That book |
Let's be clear - what he has said on race and other matters is wrong. He shouldn't have said it. There is a partial defence that he is in his 80s, and in my experience of elderly family members, the majority of people who grew up in the 1930s have a social outlook that dates back before modern views, including attitudes that most people under 70 would consider racist and unacceptable. You simply can't change this, though a more sensitive person would at least conceal it. No one accuses Watson of being a sensitive person.
However I do think the fuss over selling his medal is wrong. It doesn't help that the media misrepresent this as 'selling his Nobel Prize'. Clearly you can't sell the prize per se, which is an honour rather than an object, all you can sell in this case is the medal.

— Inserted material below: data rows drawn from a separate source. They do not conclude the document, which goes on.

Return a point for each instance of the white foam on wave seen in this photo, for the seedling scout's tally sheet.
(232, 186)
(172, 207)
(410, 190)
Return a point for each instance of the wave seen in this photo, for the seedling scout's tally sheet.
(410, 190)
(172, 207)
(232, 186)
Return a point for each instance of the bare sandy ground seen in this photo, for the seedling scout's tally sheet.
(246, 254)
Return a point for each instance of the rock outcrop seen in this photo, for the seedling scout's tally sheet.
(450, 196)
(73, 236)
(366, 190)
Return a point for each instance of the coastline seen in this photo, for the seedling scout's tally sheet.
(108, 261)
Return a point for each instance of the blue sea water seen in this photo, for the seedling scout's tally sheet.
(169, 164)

And at 86, I can understand why Watson isn't particularly bothered about the trinket, and is more interested in the good that money can do. I think, if anything, what he is doing is actually a noble (pun intended) thing - because spending on charity and scientific investigation (if this is what he spends it on, as reported) is frankly a much better use of £3m than sitting as a lump of gold in a display cabinet.

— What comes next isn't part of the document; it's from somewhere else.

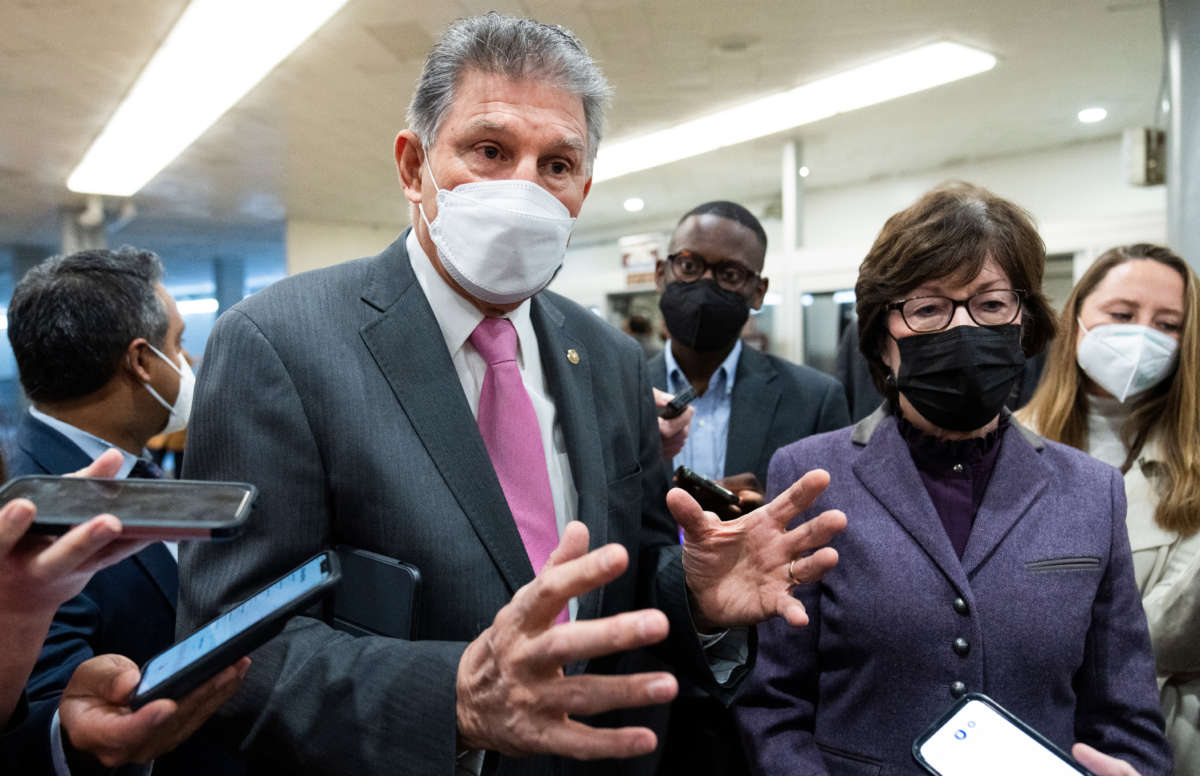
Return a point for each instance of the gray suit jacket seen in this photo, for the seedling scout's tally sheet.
(334, 392)
(774, 403)
(1044, 596)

I also think what we mustn't do is let Watson's unfortunate nature and this latest furore get in the way of the achievements of the remarkable group of people of which he was a part. Nor, for that matter, would I overlook the fact that, despite its undoubted self-serving nature, his book The Double Helix is one of the best popular science books by a working scientist (certainly a better read that A Brief History of Time).
So by all means feel sad that the man is the way he is, rather than a really nice guy (though my suspicion is that not many Nobel Prize winners are really nice people, because being driven or a genius is rarely an attractive trait). But don't follow the modern tendency to lump everything about a person into one soundbite, because Watson, like all of us, is far more complex than that.